For some more information, please see the corpus metadata record at
http://urn.fi/urn:nbn:fi:lb-2020110302

The data has been annotated with an old version of Språkbanken’s Korp
corpus pipeline, with text-level metadata from the original data.

Please note that the text data has been programmatically recognized
from page images (OCR’d) and annotated without any manual correction,
so its quality varies significantly.

The data for each year is in a single file, named klk-sv-YYYY-s.vrt.

The data is encoded in UTF-8, with Unix-style line endings (LF). The
literal characters &, < and > have been encoded as the XML predefined
entities &amp;, &lt; and &gt;, and in structural attribute annotations
also " as &quot;.

Each token is on a line of its own, with the token and its annotation
attributes (positional attributes) separated by tabs. The attributes
are the following (in this order, also listed in the
“#vrt positional-attributes” comment at the beginning of the file):

  word: word form
  pos: part-of-speech tag
  msd: morpho-syntactic description
  lemma: base form(s)
  lex: lemgram(s) (lemma + part-of-speech code)
  saldo: lemma(s) with sense information
  prefix: prefix lemgram(s)
  suffix: suffix lemgram(s)
  ref: the number of the token in the sentence
  dephead: the number of the dependency head of the token
  deprel: dependency relation
  ocr: OCR confidence for the token (0.01…1.00)
  style: “_” (normal text), “subscript” or “superscript”

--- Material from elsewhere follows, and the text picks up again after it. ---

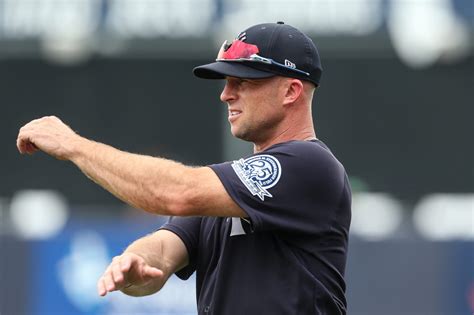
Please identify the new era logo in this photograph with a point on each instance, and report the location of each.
(290, 64)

The attributes lemma, lex, saldo, prefix and suffix are feature-set
(multi-valued) attributes, in which the different values are separated
by vertical bars (|), with a leading and trailing vertical bar. A lone
vertical bar denotes the empty set (no value).

Structural divisions are marked with XML-style tags, with annotations
associated with each structure as attributes in the start tag. The
order of the annotation attributes may vary. The structures and their
annotation attributes are:

  text: A single page of a newspaper or magazine
    binding_id: issue identifier used for linking to page images at
        the National Library of Finland
    datefrom: the first date of the date range covering the issue date
        (yyyymmdd): if issue date is a year, “yyyy0101”, if a month,
        “yyyymm01”
    dateto: the last date of the date range covering the issue date
        (yyyymmdd): e.g., if issue data is a year, “yyyy1231”
    elec_date: digitization date (yyyy-mm-dd)
    file: original single-page VRT file name
    img_url: template for page image file name
    issue_date: date of the issue in the format [[dd.]mm.]yyyy
    issue_no: number of the issue
    issue_title: title of the issue
    label: name of the publication, issue number and date
    language: two-letter ISO 639-1 language code
    page_id: page identifier
    page_no: page number
    part_name: name of the part of publication (seldom used)
    publ_id: publication identifier: either ISSN or “fk” + number for
        publications without an ISSN
    publ_part: part of publication (number) (seldom used)
    publ_title: name of the publication
    publ_type: type of publication: “sanomalehti” for a newspaper,
        “aikakausi” for a periodical
    sentcount: number of sentences on the page
    timefrom: always “000000” (time information at day granularity)
    timeto: always “235959”
    tokencount: number of tokens on the page

  sentence: A sentence
    id: unique identifier of the sentence

Note that sentences broken by page breaks have not been concatenated.

The data also contains some singe-line XML-style comments <!-- ... -->
at the beginning and end of each file.